For Meta-Learning: After adapting a model on a support set, you can use this method to compute gradients on the query set. These gradients become the meta-gradients for updating the meta-parameters.

For Beginners: Think of this as "dry run" training: - The model sees what direction it should move (the gradients) - But it doesn't actually move (parameters stay the same) - You get to decide what to do with this information (average with others, inspect, modify, etc.)

Exceptions

InvalidOperationException

If lossFunction is null and the model has no default loss function.

CreateBaseEstimator()

Creates a new base estimator instance.

protected IClassifier<T> CreateBaseEstimator()

Returns

IClassifier<T>

A new classifier instance.

GetParameters()

Gets all model parameters as a single vector.

public override Vector<T> GetParameters()

Returns

Vector<T>

A vector containing all model parameters.

Remarks

This method returns a vector containing all model parameters for use with optimization algorithms or model comparison.

For Beginners: This method packages all the model's parameters into a single collection.
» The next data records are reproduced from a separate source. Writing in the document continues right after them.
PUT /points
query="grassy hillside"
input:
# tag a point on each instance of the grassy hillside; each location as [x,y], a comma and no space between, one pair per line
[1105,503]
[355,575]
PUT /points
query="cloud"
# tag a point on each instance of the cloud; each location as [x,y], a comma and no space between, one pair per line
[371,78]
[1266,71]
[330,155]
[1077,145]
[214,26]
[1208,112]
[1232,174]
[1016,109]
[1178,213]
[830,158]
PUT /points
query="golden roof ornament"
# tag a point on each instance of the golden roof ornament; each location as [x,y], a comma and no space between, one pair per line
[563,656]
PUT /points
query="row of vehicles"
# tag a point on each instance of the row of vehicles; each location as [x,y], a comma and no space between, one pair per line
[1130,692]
This is useful for optimization algorithms that need to work with all parameters at once.

SetParameters(Vector<T>)

Sets the parameters for this model.

public override void SetParameters(Vector<T> parameters)

Parameters

parameters Vector<T>

A vector containing all model parameters.

Exceptions

ArgumentException

Thrown when the parameters vector has an incorrect length.

WithParameters(Vector<T>)

Creates a new instance of the model with specified parameters.
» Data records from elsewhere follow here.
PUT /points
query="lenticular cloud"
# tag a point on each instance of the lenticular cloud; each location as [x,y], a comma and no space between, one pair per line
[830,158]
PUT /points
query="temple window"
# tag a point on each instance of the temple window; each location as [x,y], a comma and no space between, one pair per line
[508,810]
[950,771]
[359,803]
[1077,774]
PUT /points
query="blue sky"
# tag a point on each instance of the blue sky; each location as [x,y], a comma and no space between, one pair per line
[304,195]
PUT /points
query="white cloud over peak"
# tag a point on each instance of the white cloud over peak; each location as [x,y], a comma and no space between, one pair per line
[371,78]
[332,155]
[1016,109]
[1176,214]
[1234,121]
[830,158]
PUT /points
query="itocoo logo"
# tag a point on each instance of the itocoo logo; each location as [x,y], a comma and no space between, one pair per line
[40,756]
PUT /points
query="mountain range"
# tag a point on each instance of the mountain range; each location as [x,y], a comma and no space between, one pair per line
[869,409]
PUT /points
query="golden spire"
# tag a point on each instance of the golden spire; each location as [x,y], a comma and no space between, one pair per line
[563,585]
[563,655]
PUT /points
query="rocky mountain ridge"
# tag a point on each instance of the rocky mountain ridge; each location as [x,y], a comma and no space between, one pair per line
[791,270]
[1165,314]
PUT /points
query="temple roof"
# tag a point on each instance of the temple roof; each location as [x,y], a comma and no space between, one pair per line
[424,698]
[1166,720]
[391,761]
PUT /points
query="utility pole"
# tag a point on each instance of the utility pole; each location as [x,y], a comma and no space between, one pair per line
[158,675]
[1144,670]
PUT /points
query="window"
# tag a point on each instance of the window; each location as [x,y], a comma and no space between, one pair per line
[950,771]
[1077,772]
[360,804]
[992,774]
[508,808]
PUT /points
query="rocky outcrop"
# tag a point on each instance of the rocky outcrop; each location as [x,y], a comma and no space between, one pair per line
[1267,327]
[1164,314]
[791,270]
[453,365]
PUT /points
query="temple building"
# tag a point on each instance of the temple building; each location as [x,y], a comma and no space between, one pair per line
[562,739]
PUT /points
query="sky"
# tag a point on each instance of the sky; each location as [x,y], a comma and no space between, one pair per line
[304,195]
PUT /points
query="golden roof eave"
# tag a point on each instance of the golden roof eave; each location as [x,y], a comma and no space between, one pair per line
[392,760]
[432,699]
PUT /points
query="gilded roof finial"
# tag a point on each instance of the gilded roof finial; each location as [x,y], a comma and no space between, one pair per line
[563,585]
public override IFullModel<T, Matrix<T>, Vector<T>> WithParameters(Vector<T> parameters)

Parameters

parameters Vector<T>

A vector containing all model parameters.

Returns

IFullModel<T, Matrix<T>, Vector<T>>

A new model instance with the specified parameters.

Exceptions

ArgumentException

Thrown when the parameters vector has an incorrect length.